Held at The Banff Centre, featuring lectures by invited and selected
speakers, the latter being chosen by an international jury from a call for
papers, the main event will be followed by a two-day summit meeting
(October 2-3, 2005) for in-depth dialogues and international project
initiation (proposals welcome).
For more information on the conference, please visit:
www.MediaArtHistory.org
Papers are invited from scholars and postgraduates in any relevant
discipline, particularly art history and new media, art and technology,
the interaction of art and science, and media history, are encouraged to
submit for the following sessions: (Please address your proposals to the
sessions with the Priority A to C)
I. MediaArtHistories: Times and Landscapes I and II
I. After photography, film, video, and the little known media art history
of the 1960s-80s, today media artists are active in a wide range of
digital areas (including interactive, genetic, telematic and nano art).

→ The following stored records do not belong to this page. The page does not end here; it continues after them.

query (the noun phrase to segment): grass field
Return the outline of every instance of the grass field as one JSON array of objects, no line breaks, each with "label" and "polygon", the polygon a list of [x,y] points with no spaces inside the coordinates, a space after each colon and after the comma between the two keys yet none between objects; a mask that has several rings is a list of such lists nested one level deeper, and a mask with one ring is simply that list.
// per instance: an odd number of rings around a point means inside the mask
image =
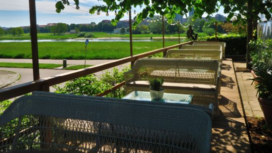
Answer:
[{"label": "grass field", "polygon": [[[39,67],[41,69],[53,69],[54,68],[62,66],[62,64],[44,64],[39,63]],[[93,65],[86,65],[85,67],[88,67]],[[32,63],[11,63],[0,62],[0,67],[15,67],[15,68],[32,68]],[[66,70],[78,70],[84,68],[84,65],[77,65],[71,66],[63,68]]]},{"label": "grass field", "polygon": [[[165,42],[165,47],[177,44]],[[40,42],[38,47],[41,59],[85,59],[85,43]],[[133,53],[136,55],[162,48],[162,42],[136,42],[133,43]],[[120,59],[129,56],[129,42],[90,42],[87,48],[88,59]],[[1,43],[0,58],[31,58],[31,43]]]},{"label": "grass field", "polygon": [[[88,67],[91,66],[93,66],[92,65],[86,65],[85,67]],[[74,65],[74,66],[71,66],[69,67],[65,67],[64,69],[66,70],[78,70],[80,69],[84,68],[84,65]]]},{"label": "grass field", "polygon": [[[89,33],[87,33],[88,34]],[[109,34],[104,32],[92,32],[94,34],[94,37],[93,38],[110,38],[110,37],[121,37],[121,38],[129,38],[130,35],[129,34],[126,34],[124,35],[115,34]],[[75,39],[79,37],[77,34],[65,34],[62,35],[53,35],[51,33],[39,33],[38,34],[38,39]],[[203,33],[199,33],[198,37],[204,37],[207,35]],[[178,34],[167,34],[165,35],[165,37],[178,37]],[[133,35],[133,38],[150,38],[153,37],[162,37],[161,34],[137,34]],[[185,33],[181,34],[180,37],[185,37],[186,35]],[[30,40],[30,36],[29,34],[25,34],[21,36],[13,36],[11,35],[5,35],[0,37],[0,40]]]},{"label": "grass field", "polygon": [[[39,64],[39,67],[42,69],[53,69],[55,67],[60,67],[62,64]],[[83,65],[84,66],[84,65]],[[0,62],[0,67],[16,67],[16,68],[32,68],[32,63],[10,63]]]},{"label": "grass field", "polygon": [[[76,34],[65,34],[62,35],[53,35],[51,33],[39,33],[38,34],[38,39],[67,39],[79,38]],[[25,34],[21,36],[13,36],[11,35],[5,35],[0,37],[0,40],[30,40],[30,35]]]}]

The Media Art History Project offers a basis for attempting an
evolutionary history of the audiovisual media, from the Laterna Magica to
the Panorama, Phantasmagoria, Film, and the Virtual Art of recent decades.
This panel tries to clarify, if and how varieties of Media Art have been
splitting up during the last decades. It examines also how far back Media
Art reaches as a historical category within the history of Art, Science
and Technology.
2. Although there has been important scholarship on intersections between
art and technology, there is no comprehensive technological history of art
(as there are feminist and Marxist histories of art, for example.)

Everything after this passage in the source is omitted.